In case you weren't aware, the Pro Bowl was played on Sunday. The NFC won that game scoring a lot of points to the AFCs a lot, but not nearly enough points. In the week leading up to the Pro Bowl, the internet was abuzz with people telling us why they wouldn't watch, why the Pro Bowl was a joke, and why the NFL, if it had any self-respect would cancel it. And then, on Sunday, those same people helped earn the Pro Bowl a TV rating equivalent to an NBA finals game. Clearly, the Pro Bowl is a polarizing topic, so let's talk about it, shall we?
My first thought is: who cares? The Pro Bowl is no different from the NBA, NHL, and MLB All-Star games. They aren't, in my mind, meant to be serious replicas of an NFL game. They are, for the most part, held for money and for fans. The first part comes in the form of meet and greets and greased palms with sponsors – not to mention a pretty nice ad revenue take for NBC – while the second is self-explanatory: while everyone complains about the Pro Bowl, they all tune in to see their favorite players in a relaxed setting.
So, do I think the Pro Bowl has to be fixed or canceled? No, I think it serves its purpose just fine as it is, and fans should feel free to watch – or not watch – as it suits them. But, hey, just because things are fine doesn't mean they couldn't be better! So let's fix this *****!
The first thing I'd do in fixing the Pro Bowl is embrace it as a meaningless game. I would do everything I could to entice fans and players to want to be a part of it, but I would do it by making it fun. You see, unless you decide to create a huge monetary prize for the winners – and I mean significantly large – no one is ever going to play lights out in one of these things for two reasons: 1) they don't want to get hurt and cost themselves millions of dollars and 2) they don't want to hurt someone else, costing one of their fellow players millions of dollars. So make it fun.
How would we do that? I would borrow a page from another sports league: the NHL. I would tell all players that you have to be in or out of the Pro Bowl by 10 pm ET on Conference Championship Sunday. This gives Tom Brady enough time to lose and still pull out [note: along with this rule, I would also add that you have to play in the Pro Bowl to be considered a Pro Bowler. No more bowing out and still getting the honor. I realize that this would hurt some people who miss the Pro Bowl for honest reasons, but it would also put an end to people with no respect for the game and fans getting rewarded. Only exception: players playing in the Super Bowl]. On Monday, I would toss a bone to the red headed step children of NFL broadcasting, ESPN. The two highest Pro Bowl vote-getters – let's just pretend that they were Peyton Manning and Andrew Luck this year – would become Captains of their own team.
So on the Monday Night after the Conference Championship Games, ESPN would broadcast the Pro Bowl draft. The highest vote-getter would pick first (Team Manning) and Team Luck would go second, and they would rotate until they had an entire roster.

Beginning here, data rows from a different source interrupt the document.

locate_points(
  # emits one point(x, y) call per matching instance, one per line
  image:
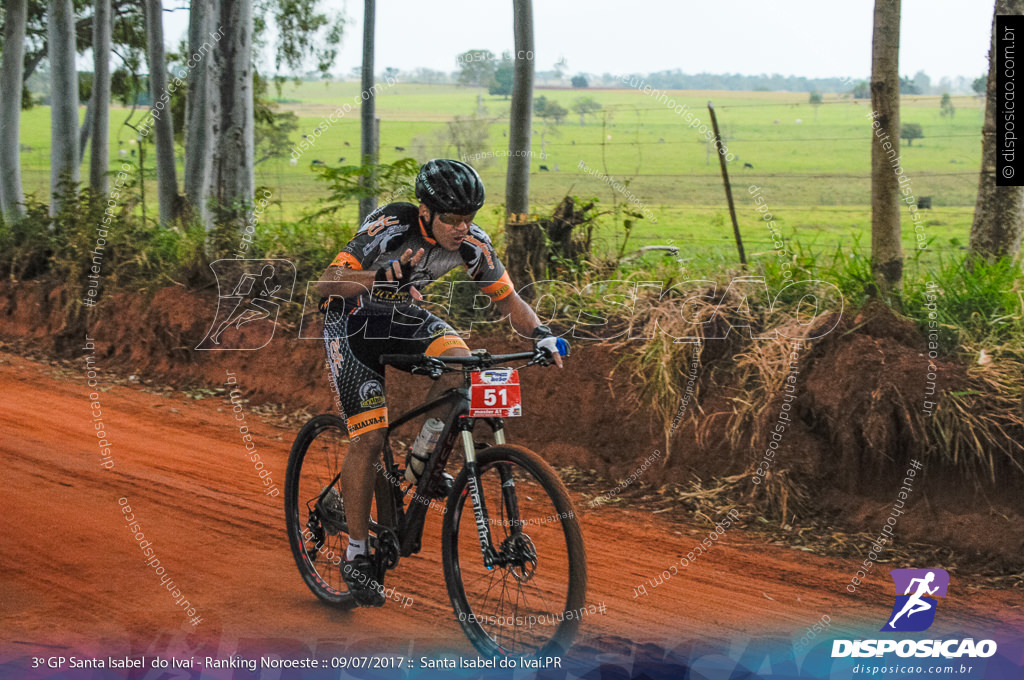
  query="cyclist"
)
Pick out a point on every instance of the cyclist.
point(369, 293)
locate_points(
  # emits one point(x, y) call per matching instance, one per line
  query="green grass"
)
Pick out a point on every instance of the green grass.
point(813, 175)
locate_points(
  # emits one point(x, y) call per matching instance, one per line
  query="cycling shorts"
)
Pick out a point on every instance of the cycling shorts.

You would mandate that they could only pick a certain number of players at each position so that the rosters were fairly balanced.
And then we'd have our week of practice. Without coaches. I mean, come on, who cares what the coaches think anyway, right? In my Pro Bowl, the players would be the coaches. And the Captains don't have to be the coaches – although who wouldn't want to see Manning ordering people around – they can appoint coaches if they so desire.
Saturday morning, we would have "Fan Meet and Greets" – where fans could get pictures and autographs from their favorite players. I know, this is actually the most unrealistic part of my plan – fans getting free pictures and autographs? Well, is it really free? After all, these fans paid to fly to and stay in Hawaii, so these pictures and autographs cost them a pretty penny.
On Saturday night, we would bring back the old skills competitions – again, ESPN would get the broadcast rights. The players would be split up into their teams and they would compete in a plethora of drills that showed off everything that makes us marvel at athletes: their speed, quickness, agility, strength.
On Sunday, I would tell them to Brett Favre it – "just have fun out there, boys!" Want to celebrate every play? Go ahead! Want to pull a sharpie out of your socks? Do it! Want to fraternize with the cheerleaders? Encouraged only if we can get a special "Cinemax Camera" sponsorship. But don't take yourself or the game too serious. Score a lot of points, show off your personalities, have fun. I would also look for ways to get social media more involved in the game – I love when fans are able to call the plays from their couch.
At the end of the game, one team will likely have scored a lot and the other team will have likely scored a lot, but not nearly enough to win. Would it matter? No, but it doesn't have to. Sometimes you can just play for the love of the game. Or, God forbid… fun.